Security guidance for Azure Cosmos DB for Table
Diagram of the sequence of the deployment guide including these locations, in order: Overview, Concepts, Prepare, Role-based access control, Network, and Reference. The 'Overview' location is currently highlighted.
When working with Azure Cosmos DB for Table, it's important to ensure that authorized users and applications have access to data while preventing unintentional or unauthorized access.
While using keys and resource owner password credentials might seem like a convenient option, it isn't recommended due to several reasons. Firstly, these methods lack the robustness and flexibility provided by Microsoft Entra authentication. Microsoft Entra offers enhanced security features such as multifactor authentication and conditional access policies, which greatly reduce the risk of unauthorized access. By using Microsoft Entra, you can significantly enhance the security posture of your applications and protect sensitive data from potential threats.
Manage access
Role-based access control using Microsoft Entra gives you the ability to manage which users, devices, or workloads can access your data and to what extent they can access that data. Using fine-grained permissions in a role definition gives you the flexibility to enforce the security principal of "least privilege" while keeping data access simple and streamlined for development.
Grant access in production
In production applications, Microsoft Entra offers many identity types including, but not limited to:
- Workload identities for specific application workloads
- System-assigned managed identities native to an Azure service
- User-assigned managed identities that can be flexibly reused between multiple Azure services
- Service principals for custom and more sophisticated scenarios
- Device identities for edge workloads
With these identities, you can grant specific production applications or workloads fine-grained access to query, read, or manipulate resources in Azure Cosmos DB.

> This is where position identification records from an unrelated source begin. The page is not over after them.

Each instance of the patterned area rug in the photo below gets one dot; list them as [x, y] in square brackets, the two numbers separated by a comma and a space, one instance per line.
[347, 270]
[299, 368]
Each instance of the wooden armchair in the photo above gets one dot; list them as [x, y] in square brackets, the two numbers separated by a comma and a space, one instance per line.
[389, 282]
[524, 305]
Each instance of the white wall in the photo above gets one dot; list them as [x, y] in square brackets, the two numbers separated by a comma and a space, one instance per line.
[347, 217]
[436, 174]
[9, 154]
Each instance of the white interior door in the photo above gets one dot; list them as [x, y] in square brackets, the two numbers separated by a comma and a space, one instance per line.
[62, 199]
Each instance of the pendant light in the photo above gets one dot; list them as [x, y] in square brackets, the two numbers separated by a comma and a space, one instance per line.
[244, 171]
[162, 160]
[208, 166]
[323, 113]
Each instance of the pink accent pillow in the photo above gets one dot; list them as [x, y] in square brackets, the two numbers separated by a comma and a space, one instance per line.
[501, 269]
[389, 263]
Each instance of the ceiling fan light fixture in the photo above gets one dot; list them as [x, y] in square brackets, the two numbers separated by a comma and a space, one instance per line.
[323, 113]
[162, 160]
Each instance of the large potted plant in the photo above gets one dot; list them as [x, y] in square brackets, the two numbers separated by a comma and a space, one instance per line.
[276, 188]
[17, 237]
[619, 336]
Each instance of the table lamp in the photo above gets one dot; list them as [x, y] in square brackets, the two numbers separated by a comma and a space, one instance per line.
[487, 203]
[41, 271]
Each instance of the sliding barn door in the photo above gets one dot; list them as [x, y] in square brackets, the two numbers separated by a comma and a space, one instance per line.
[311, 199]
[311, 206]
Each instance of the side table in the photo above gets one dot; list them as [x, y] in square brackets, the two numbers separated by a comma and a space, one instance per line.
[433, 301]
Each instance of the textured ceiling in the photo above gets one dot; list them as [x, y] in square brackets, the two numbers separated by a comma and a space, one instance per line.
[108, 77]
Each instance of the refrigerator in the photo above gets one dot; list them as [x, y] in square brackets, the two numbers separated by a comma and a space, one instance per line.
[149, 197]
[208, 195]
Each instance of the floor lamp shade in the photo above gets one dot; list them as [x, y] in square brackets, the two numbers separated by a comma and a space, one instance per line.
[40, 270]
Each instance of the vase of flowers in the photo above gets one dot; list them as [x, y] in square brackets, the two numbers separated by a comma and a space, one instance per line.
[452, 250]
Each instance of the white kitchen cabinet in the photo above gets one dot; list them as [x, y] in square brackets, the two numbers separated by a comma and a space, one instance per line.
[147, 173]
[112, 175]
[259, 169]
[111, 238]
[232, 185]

Grant access in development
In development, Microsoft Entra offers the same level of flexibility to your developer's human identities. You can use the same role-based access control definitions and assignment techniques to grant your developers access to test, staging, or development database accounts.
Your security team has a single suite of tools to manage identities and permissions for your accounts across all of your environments.
Streamline authentication code
With the Azure SDK, the techniques used to access Azure Cosmos DB data programatically across many different scenarios:
- If your application is in development or production
- If you're using human, workload, managed, or device identities
- If your team prefers using Azure CLI, Azure PowerShell, Azure Developer CLI, Visual Studio, or Visual Studio Code
- If your team uses Python, JavaScript, TypeScript, .NET, Go, or Java
The Azure SDK provides an identity library that's compatible with many platforms, development language, and authentication techniques. Once you learn how to enable Microsoft Entra authentication, the technique remains the same across all of your scenarios. There's no need to build distinct authentication stacks for each environment.